In my article, I make the case that such damaging revelations have not caused anti-LGBTQ efforts in the United States to diminish; they have merely prompted them to be reconfigured. As it has become increasingly untenable to claim that same-sex desires in adults can be eradicated, individuals who remain committed to combating homosexuality have turned their attention to a new and ostensibly more efficacious cause: preventing its emergence in the first place through early intervention with young children who exhibit gender nonconformity.

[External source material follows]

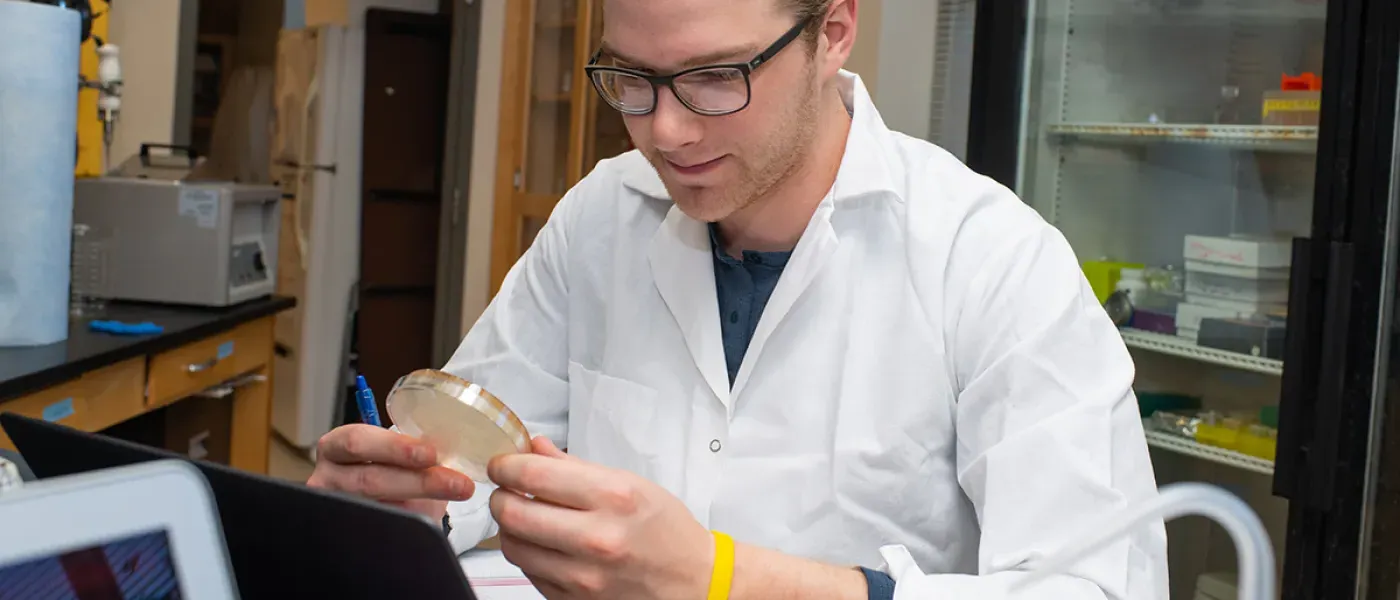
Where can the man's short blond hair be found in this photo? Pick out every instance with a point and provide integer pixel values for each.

Me Tarzan, You Jane exists at the forefront of this shift in focus. The text offers a vivid example of how the ex-gay movement is reinventing itself as what might be called the pre-gay movement—or, perhaps more accurately, the ex-pre-gay movement. While adolescents and teenagers have long been the target of anti-LGBTQ efforts via gender affirmation camps and sexual “reparative” therapies, Graham’s text signals the expansion of interventionist strategies even further into the realm of childhood. Me Tarzan, You Jane targets early elementary-aged youngsters who have not yet entered puberty but are perceived as prehomosexual. The book attempts to “cure” their proto-queer tendencies before they lead to an engagement in same-sex erotic activity and especially before they prompt the adoption of an LGBTQ identity. The confidence with which Graham’s narrative claims that behaviors which are predictive of homosexuality can be both easily identified and quickly eliminated re-energizes the longstanding efforts by the ex-gay movement to medicalize homosexuality while they also serve to pathologize nonconformist children and unconventional childhoods. Finally, given the book’s use of characters, scenes and settings from Edgar Rice Burroughs’ politically problematic novel about a white man raised in the jungle by apes, coupled with Graham’s repeated framing of same-sex attraction as “wild” and “uncivilized” behavior, Me Tarzan, You Jane reveals how anti-gay rhetoric is heavily imbricated with other discourses of intolerance, namely racism, white Western imperialism and xenophobia.
About the Author
Michelle Ann Abate is Professor of Literature for Children and Young Adults at The Ohio State University. She is the author of three books of literary criticism: Bloody Murder: The Homicide Tradition in Children’s Literature (Johns Hopkins University Press, 2013), Raising Your Kids Right: Children’s Literature and American Political Conservatism(Rutgers University Press, 2010), and Tomboys: A Literary and Cultural History (Temple University Press, 2008). Michelle is also the co-editor of three books of critical essays: C. S. Lewis: The Chronicles of Narnia Casebook, with Lance Weldy (Palgrave, 2012); Global Perspectives on Tarzan: From King of the Jungle to International Icon, with Annette Wannamaker (Routledge, 2011), Over the Rainbow: Queer Children’s and Young Adult Literature, with Kenneth B. Kidd (University of Michigan Press, 2010).